Once you get to O(log2 n) the fixed overhead becomes a more
significant factor)

How close a filesystem can get to O(log2 n) is still a complex
question due to performance considerations during file creation
and deletion.  (Those operations become more expensive as you
try to keep b-tree structures balanced vs simple linear lists or
hash lists)

There are other reasons applications may wish to implement a
form of "hash" themselves.  For example, a mail server needs
to "scan" the mail queue to find work it needs to do.  In the
simplistic case this could significantly impact either memory
performance or system throughput due to cache thrash if you
scan a single very large directory or do the scan in parts.
This is, to some extent, outside the direct details of the
filesystem except for what the cost is of enumerating the
files within a directory.  For example, the Amiga FFS
filesystem had a physical disk block per directory entry.  Thus,
the directory itself was one block and any entries in that directory
were their own blocks.  This made file access very deterministic and
very fast (a very good hashing mechanism helped, along with caches)
but caused extra disk operations in order to list all of the files
in a directory.  (You had to read a block for each file just to get
the file names)  Thus, you could have a directory such as a "/bin"
that had thousands of files in it and have no noticable impact on
the speed of command execution but enumerating (ls /bin) such
a large directory was significantly slower than on filesystems
that have linear access.  Thus, the tradeoff that was used was
that access to files was seen more important (most common case?)
than enumeration of the files.  (This was later addressed by adding
directory cache that contained the information needed for
the enumeration, thus giving linear directory performance for
enumeration while still providing full speed file access at the
cost of slightly slower create and delete performance)

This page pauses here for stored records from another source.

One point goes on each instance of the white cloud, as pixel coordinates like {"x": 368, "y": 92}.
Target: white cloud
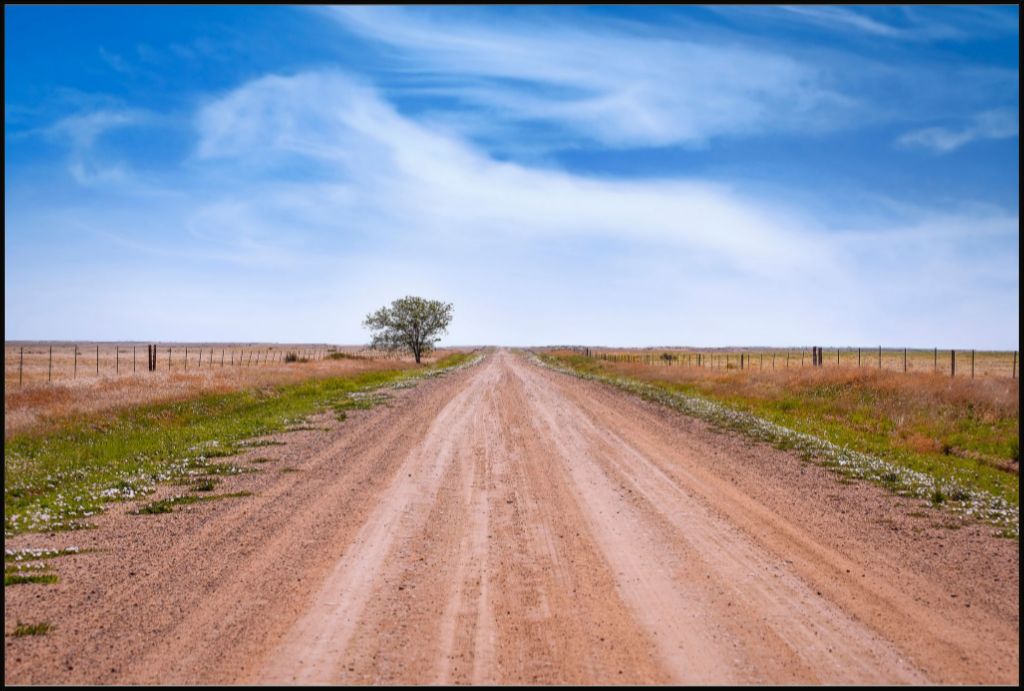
{"x": 389, "y": 169}
{"x": 999, "y": 124}
{"x": 619, "y": 89}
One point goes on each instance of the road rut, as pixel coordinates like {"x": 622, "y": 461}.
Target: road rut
{"x": 511, "y": 524}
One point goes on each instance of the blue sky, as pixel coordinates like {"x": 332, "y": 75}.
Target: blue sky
{"x": 599, "y": 175}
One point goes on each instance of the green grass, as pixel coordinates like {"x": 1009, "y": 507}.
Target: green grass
{"x": 167, "y": 506}
{"x": 40, "y": 629}
{"x": 796, "y": 420}
{"x": 815, "y": 412}
{"x": 57, "y": 479}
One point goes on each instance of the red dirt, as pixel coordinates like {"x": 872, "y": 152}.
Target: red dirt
{"x": 510, "y": 524}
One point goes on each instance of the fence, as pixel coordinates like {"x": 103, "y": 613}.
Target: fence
{"x": 949, "y": 362}
{"x": 43, "y": 363}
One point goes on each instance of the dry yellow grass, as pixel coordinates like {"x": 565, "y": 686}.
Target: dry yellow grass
{"x": 920, "y": 412}
{"x": 36, "y": 404}
{"x": 986, "y": 362}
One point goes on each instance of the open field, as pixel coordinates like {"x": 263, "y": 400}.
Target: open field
{"x": 962, "y": 430}
{"x": 508, "y": 523}
{"x": 56, "y": 477}
{"x": 963, "y": 363}
{"x": 39, "y": 404}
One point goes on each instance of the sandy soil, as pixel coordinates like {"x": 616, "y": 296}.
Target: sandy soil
{"x": 510, "y": 524}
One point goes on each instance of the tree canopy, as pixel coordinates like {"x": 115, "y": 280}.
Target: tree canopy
{"x": 411, "y": 322}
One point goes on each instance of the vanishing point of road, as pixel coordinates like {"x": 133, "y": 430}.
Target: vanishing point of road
{"x": 506, "y": 523}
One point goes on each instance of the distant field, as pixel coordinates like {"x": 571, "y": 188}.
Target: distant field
{"x": 50, "y": 393}
{"x": 964, "y": 429}
{"x": 968, "y": 362}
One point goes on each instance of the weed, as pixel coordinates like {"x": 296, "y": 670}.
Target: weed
{"x": 19, "y": 578}
{"x": 205, "y": 484}
{"x": 167, "y": 506}
{"x": 978, "y": 490}
{"x": 30, "y": 554}
{"x": 40, "y": 629}
{"x": 55, "y": 479}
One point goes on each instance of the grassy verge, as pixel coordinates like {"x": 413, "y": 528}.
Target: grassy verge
{"x": 807, "y": 424}
{"x": 56, "y": 479}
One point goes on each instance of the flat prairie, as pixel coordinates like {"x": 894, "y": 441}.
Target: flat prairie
{"x": 37, "y": 403}
{"x": 506, "y": 523}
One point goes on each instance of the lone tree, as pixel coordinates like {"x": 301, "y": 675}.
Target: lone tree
{"x": 410, "y": 322}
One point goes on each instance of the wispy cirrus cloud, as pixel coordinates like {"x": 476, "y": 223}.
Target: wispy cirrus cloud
{"x": 999, "y": 124}
{"x": 906, "y": 23}
{"x": 387, "y": 178}
{"x": 615, "y": 88}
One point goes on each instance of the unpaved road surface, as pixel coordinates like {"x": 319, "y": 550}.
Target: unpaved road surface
{"x": 507, "y": 523}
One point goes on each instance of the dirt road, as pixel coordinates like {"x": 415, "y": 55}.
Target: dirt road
{"x": 507, "y": 523}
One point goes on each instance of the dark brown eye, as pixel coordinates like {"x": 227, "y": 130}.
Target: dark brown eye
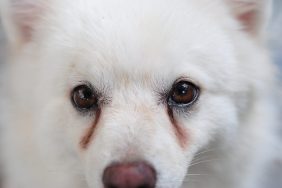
{"x": 84, "y": 98}
{"x": 183, "y": 93}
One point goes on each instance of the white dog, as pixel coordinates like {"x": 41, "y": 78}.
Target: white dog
{"x": 136, "y": 94}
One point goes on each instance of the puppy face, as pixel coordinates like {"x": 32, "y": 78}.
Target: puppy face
{"x": 136, "y": 82}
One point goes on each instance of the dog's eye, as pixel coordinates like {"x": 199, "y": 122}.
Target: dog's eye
{"x": 84, "y": 98}
{"x": 183, "y": 93}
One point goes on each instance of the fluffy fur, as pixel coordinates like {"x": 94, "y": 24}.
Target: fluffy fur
{"x": 133, "y": 51}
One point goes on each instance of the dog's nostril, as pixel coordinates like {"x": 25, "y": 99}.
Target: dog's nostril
{"x": 129, "y": 175}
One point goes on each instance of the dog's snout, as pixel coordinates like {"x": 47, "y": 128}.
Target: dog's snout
{"x": 129, "y": 175}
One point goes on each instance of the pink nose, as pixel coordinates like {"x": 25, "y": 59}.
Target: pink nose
{"x": 129, "y": 175}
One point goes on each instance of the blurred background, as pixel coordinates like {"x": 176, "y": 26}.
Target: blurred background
{"x": 273, "y": 178}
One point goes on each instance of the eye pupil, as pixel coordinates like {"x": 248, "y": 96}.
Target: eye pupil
{"x": 83, "y": 98}
{"x": 183, "y": 93}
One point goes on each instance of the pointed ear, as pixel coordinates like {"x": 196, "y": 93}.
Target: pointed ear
{"x": 252, "y": 14}
{"x": 19, "y": 19}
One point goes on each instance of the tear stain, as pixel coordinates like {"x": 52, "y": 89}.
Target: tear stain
{"x": 86, "y": 139}
{"x": 180, "y": 133}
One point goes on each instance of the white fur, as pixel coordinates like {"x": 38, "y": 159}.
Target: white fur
{"x": 133, "y": 50}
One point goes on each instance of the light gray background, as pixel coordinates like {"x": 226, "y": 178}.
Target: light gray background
{"x": 273, "y": 179}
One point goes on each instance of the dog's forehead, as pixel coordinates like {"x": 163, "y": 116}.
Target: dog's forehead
{"x": 139, "y": 39}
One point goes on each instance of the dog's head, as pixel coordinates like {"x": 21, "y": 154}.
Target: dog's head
{"x": 126, "y": 92}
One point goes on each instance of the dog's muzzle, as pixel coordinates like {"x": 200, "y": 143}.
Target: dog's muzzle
{"x": 129, "y": 175}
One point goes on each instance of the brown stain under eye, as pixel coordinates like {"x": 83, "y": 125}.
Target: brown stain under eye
{"x": 90, "y": 131}
{"x": 180, "y": 133}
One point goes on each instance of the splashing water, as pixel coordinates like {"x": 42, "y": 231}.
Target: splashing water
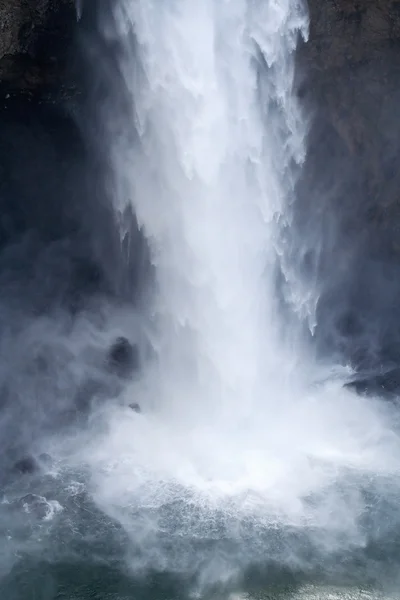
{"x": 235, "y": 441}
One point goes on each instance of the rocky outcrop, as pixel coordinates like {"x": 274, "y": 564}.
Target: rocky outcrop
{"x": 35, "y": 40}
{"x": 352, "y": 86}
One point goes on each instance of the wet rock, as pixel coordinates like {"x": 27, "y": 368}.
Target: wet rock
{"x": 123, "y": 357}
{"x": 35, "y": 37}
{"x": 34, "y": 505}
{"x": 26, "y": 465}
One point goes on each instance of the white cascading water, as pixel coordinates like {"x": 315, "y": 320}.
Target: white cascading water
{"x": 233, "y": 433}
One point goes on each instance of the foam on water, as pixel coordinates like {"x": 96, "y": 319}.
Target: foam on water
{"x": 235, "y": 440}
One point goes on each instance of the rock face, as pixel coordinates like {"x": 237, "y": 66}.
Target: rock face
{"x": 35, "y": 39}
{"x": 353, "y": 83}
{"x": 350, "y": 85}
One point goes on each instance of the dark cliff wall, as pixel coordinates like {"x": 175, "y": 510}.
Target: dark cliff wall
{"x": 349, "y": 73}
{"x": 35, "y": 45}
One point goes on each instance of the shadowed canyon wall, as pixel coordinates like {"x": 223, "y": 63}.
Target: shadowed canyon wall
{"x": 348, "y": 207}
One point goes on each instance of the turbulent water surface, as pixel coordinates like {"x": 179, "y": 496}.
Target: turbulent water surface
{"x": 249, "y": 470}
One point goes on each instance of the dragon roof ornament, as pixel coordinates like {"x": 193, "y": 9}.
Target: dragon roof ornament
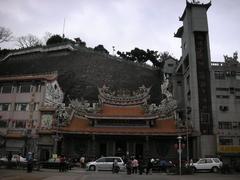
{"x": 123, "y": 96}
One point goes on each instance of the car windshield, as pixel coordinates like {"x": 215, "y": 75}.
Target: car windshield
{"x": 101, "y": 160}
{"x": 216, "y": 160}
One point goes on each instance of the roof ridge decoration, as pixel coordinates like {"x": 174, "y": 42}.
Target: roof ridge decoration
{"x": 167, "y": 105}
{"x": 39, "y": 49}
{"x": 124, "y": 97}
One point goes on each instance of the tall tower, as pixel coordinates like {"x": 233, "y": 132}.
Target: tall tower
{"x": 194, "y": 70}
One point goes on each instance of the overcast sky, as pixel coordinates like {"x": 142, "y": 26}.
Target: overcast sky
{"x": 125, "y": 24}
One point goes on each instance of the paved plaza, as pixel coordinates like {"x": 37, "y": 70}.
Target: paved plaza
{"x": 79, "y": 174}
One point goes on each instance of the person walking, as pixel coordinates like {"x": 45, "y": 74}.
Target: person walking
{"x": 134, "y": 166}
{"x": 29, "y": 162}
{"x": 115, "y": 168}
{"x": 140, "y": 165}
{"x": 62, "y": 163}
{"x": 129, "y": 166}
{"x": 9, "y": 157}
{"x": 149, "y": 166}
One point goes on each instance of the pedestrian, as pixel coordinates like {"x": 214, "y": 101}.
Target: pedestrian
{"x": 18, "y": 160}
{"x": 9, "y": 157}
{"x": 29, "y": 162}
{"x": 134, "y": 166}
{"x": 115, "y": 168}
{"x": 82, "y": 162}
{"x": 140, "y": 165}
{"x": 62, "y": 163}
{"x": 129, "y": 166}
{"x": 149, "y": 166}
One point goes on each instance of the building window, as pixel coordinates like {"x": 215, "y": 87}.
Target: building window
{"x": 237, "y": 75}
{"x": 236, "y": 125}
{"x": 6, "y": 88}
{"x": 219, "y": 75}
{"x": 5, "y": 106}
{"x": 222, "y": 96}
{"x": 222, "y": 89}
{"x": 24, "y": 88}
{"x": 20, "y": 124}
{"x": 237, "y": 97}
{"x": 225, "y": 125}
{"x": 225, "y": 141}
{"x": 223, "y": 108}
{"x": 3, "y": 123}
{"x": 237, "y": 89}
{"x": 179, "y": 83}
{"x": 21, "y": 107}
{"x": 35, "y": 106}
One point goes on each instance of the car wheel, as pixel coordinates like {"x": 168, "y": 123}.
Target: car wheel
{"x": 92, "y": 168}
{"x": 194, "y": 169}
{"x": 215, "y": 169}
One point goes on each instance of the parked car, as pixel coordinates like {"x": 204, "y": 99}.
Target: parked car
{"x": 14, "y": 159}
{"x": 207, "y": 164}
{"x": 53, "y": 163}
{"x": 105, "y": 163}
{"x": 162, "y": 165}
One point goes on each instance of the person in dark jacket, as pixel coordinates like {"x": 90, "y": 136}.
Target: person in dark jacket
{"x": 149, "y": 166}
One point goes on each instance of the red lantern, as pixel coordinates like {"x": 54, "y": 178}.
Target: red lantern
{"x": 176, "y": 146}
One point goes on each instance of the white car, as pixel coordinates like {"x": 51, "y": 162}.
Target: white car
{"x": 105, "y": 163}
{"x": 14, "y": 159}
{"x": 204, "y": 164}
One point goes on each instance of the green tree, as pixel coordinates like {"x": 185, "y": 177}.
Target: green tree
{"x": 5, "y": 34}
{"x": 56, "y": 39}
{"x": 100, "y": 48}
{"x": 142, "y": 56}
{"x": 28, "y": 41}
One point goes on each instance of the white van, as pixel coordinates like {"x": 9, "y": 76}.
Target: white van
{"x": 105, "y": 163}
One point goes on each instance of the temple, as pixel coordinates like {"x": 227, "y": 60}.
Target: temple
{"x": 121, "y": 124}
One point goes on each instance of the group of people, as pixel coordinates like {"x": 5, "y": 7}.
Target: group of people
{"x": 137, "y": 165}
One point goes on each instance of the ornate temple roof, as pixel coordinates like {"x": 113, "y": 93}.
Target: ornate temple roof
{"x": 45, "y": 76}
{"x": 80, "y": 125}
{"x": 121, "y": 112}
{"x": 194, "y": 4}
{"x": 123, "y": 97}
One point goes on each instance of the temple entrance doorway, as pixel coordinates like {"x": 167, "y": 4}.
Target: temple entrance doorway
{"x": 44, "y": 155}
{"x": 103, "y": 149}
{"x": 121, "y": 148}
{"x": 139, "y": 150}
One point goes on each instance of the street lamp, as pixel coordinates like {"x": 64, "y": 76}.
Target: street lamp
{"x": 180, "y": 153}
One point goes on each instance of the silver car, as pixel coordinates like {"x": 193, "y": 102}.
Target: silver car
{"x": 105, "y": 163}
{"x": 212, "y": 164}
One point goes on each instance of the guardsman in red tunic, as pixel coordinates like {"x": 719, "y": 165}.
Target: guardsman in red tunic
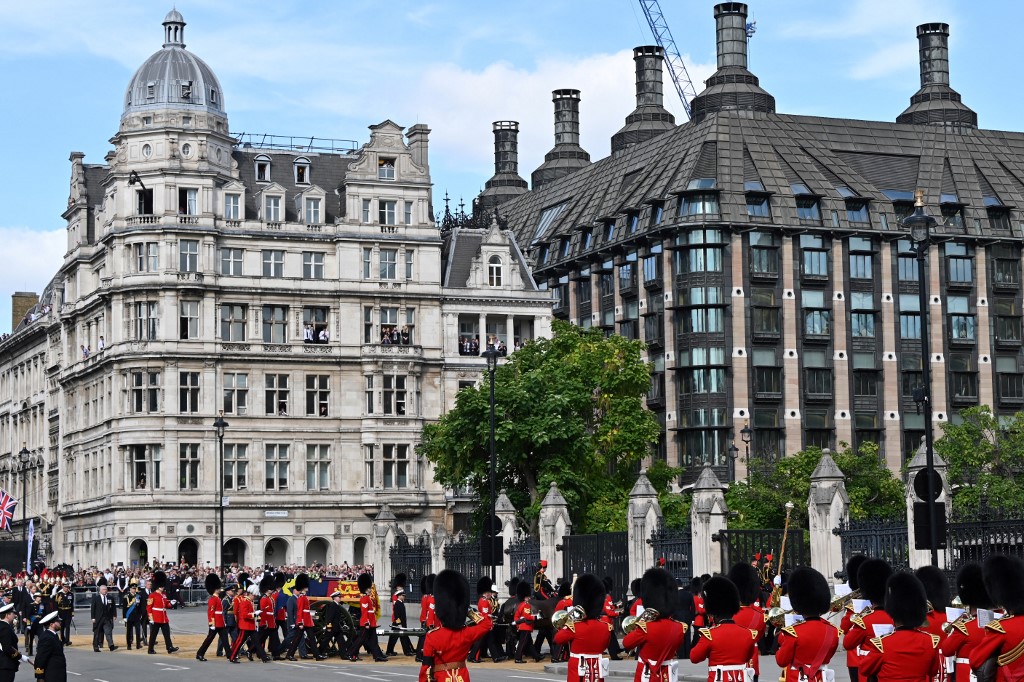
{"x": 214, "y": 614}
{"x": 1004, "y": 639}
{"x": 157, "y": 606}
{"x": 871, "y": 576}
{"x": 655, "y": 636}
{"x": 805, "y": 648}
{"x": 585, "y": 640}
{"x": 445, "y": 647}
{"x": 726, "y": 646}
{"x": 964, "y": 632}
{"x": 908, "y": 653}
{"x": 751, "y": 615}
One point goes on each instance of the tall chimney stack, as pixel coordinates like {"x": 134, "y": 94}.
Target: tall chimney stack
{"x": 566, "y": 157}
{"x": 936, "y": 103}
{"x": 649, "y": 119}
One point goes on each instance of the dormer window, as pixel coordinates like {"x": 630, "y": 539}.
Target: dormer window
{"x": 301, "y": 170}
{"x": 262, "y": 168}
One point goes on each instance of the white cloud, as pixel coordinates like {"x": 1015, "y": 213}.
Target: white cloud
{"x": 31, "y": 260}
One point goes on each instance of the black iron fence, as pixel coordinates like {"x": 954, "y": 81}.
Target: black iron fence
{"x": 676, "y": 547}
{"x": 412, "y": 557}
{"x": 604, "y": 554}
{"x": 876, "y": 538}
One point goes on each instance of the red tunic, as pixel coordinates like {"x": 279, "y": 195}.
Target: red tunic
{"x": 587, "y": 640}
{"x": 215, "y": 611}
{"x": 806, "y": 646}
{"x": 157, "y": 606}
{"x": 1003, "y": 638}
{"x": 727, "y": 647}
{"x": 658, "y": 641}
{"x": 906, "y": 654}
{"x": 452, "y": 646}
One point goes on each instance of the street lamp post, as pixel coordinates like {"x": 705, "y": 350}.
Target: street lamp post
{"x": 921, "y": 225}
{"x": 219, "y": 426}
{"x": 492, "y": 356}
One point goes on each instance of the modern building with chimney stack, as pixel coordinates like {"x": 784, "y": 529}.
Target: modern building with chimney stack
{"x": 299, "y": 287}
{"x": 761, "y": 258}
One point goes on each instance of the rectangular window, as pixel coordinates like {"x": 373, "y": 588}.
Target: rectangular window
{"x": 236, "y": 466}
{"x": 276, "y": 394}
{"x": 232, "y": 323}
{"x": 318, "y": 467}
{"x": 230, "y": 261}
{"x": 312, "y": 265}
{"x": 275, "y": 458}
{"x": 188, "y": 255}
{"x": 236, "y": 393}
{"x": 317, "y": 394}
{"x": 188, "y": 466}
{"x": 274, "y": 324}
{"x": 273, "y": 263}
{"x": 188, "y": 321}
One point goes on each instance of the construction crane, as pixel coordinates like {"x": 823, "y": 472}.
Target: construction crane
{"x": 663, "y": 35}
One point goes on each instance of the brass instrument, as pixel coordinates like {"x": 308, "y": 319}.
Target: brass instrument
{"x": 631, "y": 623}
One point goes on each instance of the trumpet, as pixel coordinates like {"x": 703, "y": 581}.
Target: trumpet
{"x": 631, "y": 623}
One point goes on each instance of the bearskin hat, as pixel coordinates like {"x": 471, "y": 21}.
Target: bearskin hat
{"x": 721, "y": 597}
{"x": 852, "y": 566}
{"x": 212, "y": 583}
{"x": 588, "y": 594}
{"x": 301, "y": 583}
{"x": 657, "y": 588}
{"x": 905, "y": 601}
{"x": 365, "y": 581}
{"x": 971, "y": 587}
{"x": 809, "y": 593}
{"x": 936, "y": 587}
{"x": 1005, "y": 582}
{"x": 871, "y": 578}
{"x": 452, "y": 599}
{"x": 748, "y": 583}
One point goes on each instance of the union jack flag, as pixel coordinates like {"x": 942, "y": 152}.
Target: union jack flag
{"x": 7, "y": 505}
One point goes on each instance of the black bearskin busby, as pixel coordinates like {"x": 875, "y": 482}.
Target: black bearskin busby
{"x": 721, "y": 597}
{"x": 748, "y": 582}
{"x": 657, "y": 588}
{"x": 588, "y": 594}
{"x": 452, "y": 599}
{"x": 936, "y": 587}
{"x": 1005, "y": 581}
{"x": 809, "y": 593}
{"x": 905, "y": 600}
{"x": 971, "y": 587}
{"x": 301, "y": 583}
{"x": 365, "y": 581}
{"x": 871, "y": 578}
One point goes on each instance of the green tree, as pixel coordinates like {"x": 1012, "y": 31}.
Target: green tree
{"x": 872, "y": 488}
{"x": 985, "y": 459}
{"x": 568, "y": 410}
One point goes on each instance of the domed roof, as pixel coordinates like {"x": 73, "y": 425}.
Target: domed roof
{"x": 173, "y": 77}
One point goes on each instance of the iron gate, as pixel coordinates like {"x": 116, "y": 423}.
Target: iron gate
{"x": 604, "y": 554}
{"x": 676, "y": 547}
{"x": 412, "y": 558}
{"x": 878, "y": 539}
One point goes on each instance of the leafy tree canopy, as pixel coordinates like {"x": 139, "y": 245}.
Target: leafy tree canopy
{"x": 568, "y": 410}
{"x": 872, "y": 489}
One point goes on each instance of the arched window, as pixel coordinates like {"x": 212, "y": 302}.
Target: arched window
{"x": 495, "y": 271}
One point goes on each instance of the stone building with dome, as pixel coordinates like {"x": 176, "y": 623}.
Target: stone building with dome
{"x": 299, "y": 287}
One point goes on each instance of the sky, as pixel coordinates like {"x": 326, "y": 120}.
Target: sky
{"x": 332, "y": 68}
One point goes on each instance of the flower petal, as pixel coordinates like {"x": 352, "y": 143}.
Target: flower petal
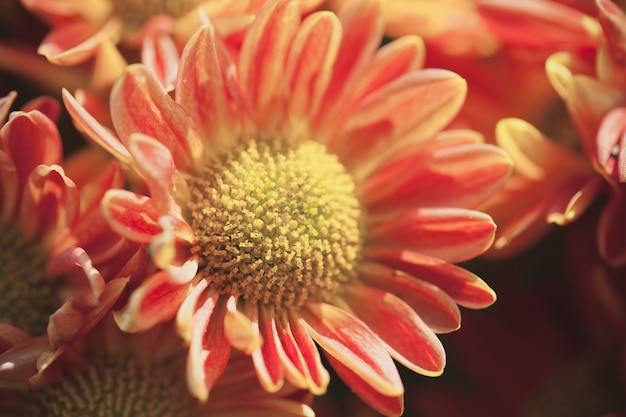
{"x": 352, "y": 343}
{"x": 431, "y": 303}
{"x": 464, "y": 287}
{"x": 450, "y": 234}
{"x": 408, "y": 339}
{"x": 263, "y": 59}
{"x": 155, "y": 301}
{"x": 202, "y": 91}
{"x": 390, "y": 406}
{"x": 310, "y": 62}
{"x": 439, "y": 174}
{"x": 139, "y": 104}
{"x": 209, "y": 349}
{"x": 416, "y": 105}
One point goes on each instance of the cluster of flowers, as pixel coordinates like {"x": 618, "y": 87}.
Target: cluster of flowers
{"x": 277, "y": 193}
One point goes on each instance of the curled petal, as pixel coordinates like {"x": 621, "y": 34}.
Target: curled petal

Is the solution used by Venema good? Why? On XFS?

I have not studied the code to see what the performance considerations would be. However, I would say that the mechanism described can be a significant win with many files on any traditional filesystem. (thousands of files level). The point at which more advanced filesystems such as XFS or JFS may show significant gains depends on the behavior of the code. From my tests of XFS scaling performance (this was with many home directories), XFS scales to at least two orders of magnitude more entries than UFS (did not have large enough systems to try more) but in very few entries, the slightly higher overhead of XFS showed UFS slightly faster. (However, in the low numbers case, both were faster than the system needed or even could handle as far as delivering data to the clients - the only cases that we cared about were when performance became an issue and XFS scaled much better than UFS - and not just in directory entried)

    How many files are necessary to produce this effect? 100, 1000, 10000,
100000, 1000000?

Sounds like an interesting test should be made of this. I should compile a kernel with as many R/W filesystems as possible and see if I can do some benchmarks to compare them for this type of access pattern. (Or maybe someone has?)

--
Michael Sinz -- Director, Systems Engineering -- Worldgate Communications
A master's secrets are only as good as
        the master's ability to explain them to others.